Teaching Achaemenid Imperialism, from the 19th Century to the Present (20 min)

Presenters

John Lee, University of California, Santa Barbara

Abstract

This paper examines a topic that has so far received little scholarly attention: changing portrayals of Achaemenid imperialism in U.S. college and university textbooks from the 1880s into the 2000s. The paper shows how early textbook depictions of Persia that praised Cyrus as the liberator of the Jews gave way by the early twentieth century to a largely negative picture of an inept empire of despotism and sloth.

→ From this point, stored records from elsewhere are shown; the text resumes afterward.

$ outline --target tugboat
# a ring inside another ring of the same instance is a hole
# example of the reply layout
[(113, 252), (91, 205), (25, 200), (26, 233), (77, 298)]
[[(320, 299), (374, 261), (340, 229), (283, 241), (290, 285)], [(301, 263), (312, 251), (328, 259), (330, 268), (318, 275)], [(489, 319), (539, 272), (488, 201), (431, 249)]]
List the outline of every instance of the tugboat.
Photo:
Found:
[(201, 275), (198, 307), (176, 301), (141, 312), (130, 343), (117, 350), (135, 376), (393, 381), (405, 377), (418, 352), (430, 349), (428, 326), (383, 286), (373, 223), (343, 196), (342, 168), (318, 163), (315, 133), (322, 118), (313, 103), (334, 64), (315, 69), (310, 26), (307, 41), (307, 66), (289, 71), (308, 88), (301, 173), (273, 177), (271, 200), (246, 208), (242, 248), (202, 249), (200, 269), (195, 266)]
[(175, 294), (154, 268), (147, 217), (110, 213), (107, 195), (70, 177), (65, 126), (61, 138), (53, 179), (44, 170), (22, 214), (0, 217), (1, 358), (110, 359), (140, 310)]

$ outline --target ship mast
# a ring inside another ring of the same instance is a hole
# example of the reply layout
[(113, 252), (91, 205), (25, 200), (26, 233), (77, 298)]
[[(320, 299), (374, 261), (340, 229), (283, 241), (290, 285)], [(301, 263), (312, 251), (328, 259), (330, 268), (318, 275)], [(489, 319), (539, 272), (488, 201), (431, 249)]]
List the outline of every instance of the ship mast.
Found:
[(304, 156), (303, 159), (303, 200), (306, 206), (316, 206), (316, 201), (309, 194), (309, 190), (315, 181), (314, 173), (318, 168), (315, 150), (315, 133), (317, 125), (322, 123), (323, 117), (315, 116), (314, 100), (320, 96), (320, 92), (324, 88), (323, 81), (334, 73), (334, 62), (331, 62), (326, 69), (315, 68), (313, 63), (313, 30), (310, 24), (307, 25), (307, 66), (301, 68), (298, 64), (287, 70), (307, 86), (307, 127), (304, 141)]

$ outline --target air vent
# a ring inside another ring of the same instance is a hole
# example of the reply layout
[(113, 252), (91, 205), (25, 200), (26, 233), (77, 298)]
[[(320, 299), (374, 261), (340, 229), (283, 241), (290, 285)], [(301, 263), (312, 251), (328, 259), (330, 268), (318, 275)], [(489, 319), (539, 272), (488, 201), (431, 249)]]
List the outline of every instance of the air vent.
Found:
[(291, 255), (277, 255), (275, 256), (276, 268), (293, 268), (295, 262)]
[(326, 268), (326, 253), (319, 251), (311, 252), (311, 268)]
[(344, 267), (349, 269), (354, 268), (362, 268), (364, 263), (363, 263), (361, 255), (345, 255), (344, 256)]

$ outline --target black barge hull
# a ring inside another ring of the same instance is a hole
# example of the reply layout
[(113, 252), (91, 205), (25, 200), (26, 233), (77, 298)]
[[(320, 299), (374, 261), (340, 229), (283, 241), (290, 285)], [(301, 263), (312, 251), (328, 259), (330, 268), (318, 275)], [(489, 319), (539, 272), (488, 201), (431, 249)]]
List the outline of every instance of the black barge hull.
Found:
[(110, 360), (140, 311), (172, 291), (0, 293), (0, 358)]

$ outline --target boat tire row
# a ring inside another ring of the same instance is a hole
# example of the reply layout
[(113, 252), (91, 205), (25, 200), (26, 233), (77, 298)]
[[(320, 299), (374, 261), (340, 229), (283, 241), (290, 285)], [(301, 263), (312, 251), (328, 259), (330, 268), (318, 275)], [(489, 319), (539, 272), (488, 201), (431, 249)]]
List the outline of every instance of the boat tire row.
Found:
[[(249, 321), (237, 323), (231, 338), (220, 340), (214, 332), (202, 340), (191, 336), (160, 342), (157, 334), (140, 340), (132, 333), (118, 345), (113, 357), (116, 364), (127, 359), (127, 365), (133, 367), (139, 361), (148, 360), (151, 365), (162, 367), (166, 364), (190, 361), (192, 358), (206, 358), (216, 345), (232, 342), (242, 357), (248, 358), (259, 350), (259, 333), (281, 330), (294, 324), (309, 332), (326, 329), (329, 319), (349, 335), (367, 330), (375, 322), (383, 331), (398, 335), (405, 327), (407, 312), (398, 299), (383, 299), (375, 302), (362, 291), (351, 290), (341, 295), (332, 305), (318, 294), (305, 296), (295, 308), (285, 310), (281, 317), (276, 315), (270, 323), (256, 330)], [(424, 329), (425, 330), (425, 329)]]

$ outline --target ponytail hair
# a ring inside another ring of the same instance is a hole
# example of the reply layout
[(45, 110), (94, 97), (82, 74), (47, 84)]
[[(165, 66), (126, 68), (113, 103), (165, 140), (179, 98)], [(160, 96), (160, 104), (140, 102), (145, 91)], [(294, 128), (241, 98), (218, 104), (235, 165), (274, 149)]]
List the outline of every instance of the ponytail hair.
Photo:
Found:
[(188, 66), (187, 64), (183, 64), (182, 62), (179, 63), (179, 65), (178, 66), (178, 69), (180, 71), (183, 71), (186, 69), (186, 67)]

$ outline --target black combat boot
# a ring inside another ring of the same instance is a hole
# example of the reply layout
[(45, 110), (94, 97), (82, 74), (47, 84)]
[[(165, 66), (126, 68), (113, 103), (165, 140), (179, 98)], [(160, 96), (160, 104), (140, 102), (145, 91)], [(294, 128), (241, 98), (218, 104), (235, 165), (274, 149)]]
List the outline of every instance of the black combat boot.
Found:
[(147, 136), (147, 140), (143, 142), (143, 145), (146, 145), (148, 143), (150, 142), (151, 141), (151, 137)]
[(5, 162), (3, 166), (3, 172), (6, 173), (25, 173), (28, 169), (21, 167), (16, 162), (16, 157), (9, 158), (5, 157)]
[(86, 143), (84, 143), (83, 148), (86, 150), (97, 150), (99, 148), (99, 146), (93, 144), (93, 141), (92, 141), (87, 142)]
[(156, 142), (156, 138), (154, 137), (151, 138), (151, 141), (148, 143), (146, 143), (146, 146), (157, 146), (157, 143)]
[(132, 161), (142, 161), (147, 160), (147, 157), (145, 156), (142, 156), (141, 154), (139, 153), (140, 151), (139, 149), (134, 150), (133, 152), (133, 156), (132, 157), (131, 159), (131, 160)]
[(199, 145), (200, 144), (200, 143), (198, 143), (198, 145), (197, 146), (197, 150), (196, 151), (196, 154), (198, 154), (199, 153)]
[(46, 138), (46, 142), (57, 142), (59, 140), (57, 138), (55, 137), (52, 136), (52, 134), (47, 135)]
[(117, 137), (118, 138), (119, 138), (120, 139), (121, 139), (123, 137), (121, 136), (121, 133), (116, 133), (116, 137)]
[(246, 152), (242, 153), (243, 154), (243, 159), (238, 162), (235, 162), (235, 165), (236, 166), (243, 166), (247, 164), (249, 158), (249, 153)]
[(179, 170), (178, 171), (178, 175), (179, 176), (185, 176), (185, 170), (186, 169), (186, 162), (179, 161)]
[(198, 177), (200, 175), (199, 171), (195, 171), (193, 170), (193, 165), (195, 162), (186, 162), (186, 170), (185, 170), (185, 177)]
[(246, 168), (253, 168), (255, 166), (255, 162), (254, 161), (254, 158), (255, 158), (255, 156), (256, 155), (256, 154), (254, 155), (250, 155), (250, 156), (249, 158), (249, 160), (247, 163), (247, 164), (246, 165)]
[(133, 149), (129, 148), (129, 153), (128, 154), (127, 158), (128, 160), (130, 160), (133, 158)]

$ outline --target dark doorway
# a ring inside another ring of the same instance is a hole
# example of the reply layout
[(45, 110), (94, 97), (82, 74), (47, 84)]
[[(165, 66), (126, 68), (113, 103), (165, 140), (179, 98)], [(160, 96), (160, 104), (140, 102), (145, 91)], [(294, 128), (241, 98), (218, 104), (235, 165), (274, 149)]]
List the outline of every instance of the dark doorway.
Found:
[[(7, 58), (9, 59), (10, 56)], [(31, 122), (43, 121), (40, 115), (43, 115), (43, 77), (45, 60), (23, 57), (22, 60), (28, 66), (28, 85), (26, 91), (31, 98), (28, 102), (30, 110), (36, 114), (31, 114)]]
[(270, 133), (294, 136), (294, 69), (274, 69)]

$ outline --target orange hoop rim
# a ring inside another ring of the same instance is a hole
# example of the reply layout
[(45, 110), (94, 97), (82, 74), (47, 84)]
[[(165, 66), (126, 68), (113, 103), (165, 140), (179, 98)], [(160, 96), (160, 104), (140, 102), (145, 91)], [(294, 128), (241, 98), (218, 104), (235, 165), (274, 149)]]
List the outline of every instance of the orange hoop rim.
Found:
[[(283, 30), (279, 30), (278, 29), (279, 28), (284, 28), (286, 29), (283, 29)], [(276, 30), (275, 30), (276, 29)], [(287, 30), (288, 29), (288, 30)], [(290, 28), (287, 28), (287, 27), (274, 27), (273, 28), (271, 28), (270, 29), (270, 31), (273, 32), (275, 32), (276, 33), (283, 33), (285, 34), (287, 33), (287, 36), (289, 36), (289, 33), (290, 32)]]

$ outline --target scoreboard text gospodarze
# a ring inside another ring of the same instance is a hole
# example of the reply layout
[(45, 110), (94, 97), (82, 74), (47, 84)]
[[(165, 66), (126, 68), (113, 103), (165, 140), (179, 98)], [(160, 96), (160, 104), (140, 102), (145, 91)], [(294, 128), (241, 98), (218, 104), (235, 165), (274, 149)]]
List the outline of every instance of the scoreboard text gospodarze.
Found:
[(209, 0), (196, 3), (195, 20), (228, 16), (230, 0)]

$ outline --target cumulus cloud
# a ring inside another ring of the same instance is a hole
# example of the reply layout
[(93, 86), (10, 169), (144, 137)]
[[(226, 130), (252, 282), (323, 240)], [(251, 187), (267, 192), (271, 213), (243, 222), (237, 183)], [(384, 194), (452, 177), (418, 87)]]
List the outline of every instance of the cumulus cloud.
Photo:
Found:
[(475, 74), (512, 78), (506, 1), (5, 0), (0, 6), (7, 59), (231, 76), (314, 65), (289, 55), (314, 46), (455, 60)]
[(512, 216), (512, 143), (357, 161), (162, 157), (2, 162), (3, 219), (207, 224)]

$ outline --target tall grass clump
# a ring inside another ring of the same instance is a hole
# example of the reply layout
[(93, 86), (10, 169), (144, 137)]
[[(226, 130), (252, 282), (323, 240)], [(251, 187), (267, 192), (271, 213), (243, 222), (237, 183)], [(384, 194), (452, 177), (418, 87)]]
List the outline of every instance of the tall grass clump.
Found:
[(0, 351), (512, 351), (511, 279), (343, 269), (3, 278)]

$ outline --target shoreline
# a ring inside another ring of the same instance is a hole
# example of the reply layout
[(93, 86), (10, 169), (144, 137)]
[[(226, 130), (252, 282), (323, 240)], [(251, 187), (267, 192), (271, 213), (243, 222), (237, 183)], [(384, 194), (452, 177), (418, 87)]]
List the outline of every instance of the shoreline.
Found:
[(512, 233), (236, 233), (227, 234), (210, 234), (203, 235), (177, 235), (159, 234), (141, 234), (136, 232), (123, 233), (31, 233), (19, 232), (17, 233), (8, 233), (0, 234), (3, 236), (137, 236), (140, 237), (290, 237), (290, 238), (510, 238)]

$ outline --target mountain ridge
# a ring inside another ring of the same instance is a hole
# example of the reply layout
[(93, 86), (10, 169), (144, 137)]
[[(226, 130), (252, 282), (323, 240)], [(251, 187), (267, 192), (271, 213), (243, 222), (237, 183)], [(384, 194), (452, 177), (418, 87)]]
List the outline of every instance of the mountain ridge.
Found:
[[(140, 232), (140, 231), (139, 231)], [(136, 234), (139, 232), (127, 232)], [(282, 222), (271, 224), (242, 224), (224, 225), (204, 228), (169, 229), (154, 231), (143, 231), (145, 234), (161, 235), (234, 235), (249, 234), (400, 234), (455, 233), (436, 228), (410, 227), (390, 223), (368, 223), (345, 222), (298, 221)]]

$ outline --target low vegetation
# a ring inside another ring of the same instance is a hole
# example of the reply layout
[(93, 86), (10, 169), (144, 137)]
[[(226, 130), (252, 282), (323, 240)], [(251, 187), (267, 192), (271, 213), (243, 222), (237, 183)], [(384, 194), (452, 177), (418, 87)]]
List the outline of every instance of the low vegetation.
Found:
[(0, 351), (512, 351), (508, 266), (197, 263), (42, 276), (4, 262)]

This negative portrait persisted in various forms into the 2000s, before giving way in recent years to an idealized portrait of an empire of willing subjects for whom paying tribute was “an honor, not a burden.” Along the way, the paper examines the development of textbook comparisons between Neo-Assyrian (“bad”) and Achaemenid (“good”) imperialism. The paper closes by assessing the possibilities offered by placing Achaemenid imperialism into comparative global perspective, and by suggesting a wider range of classical texts (beyond the typical choice of Herodotus) and Achaemenid sources (including public inscriptions along with documents on clay, papyrus, and leather) that instructors may employ to foster a clearer understanding of diverse aspects of Achaemenid imperial rule and local reactions to that rule.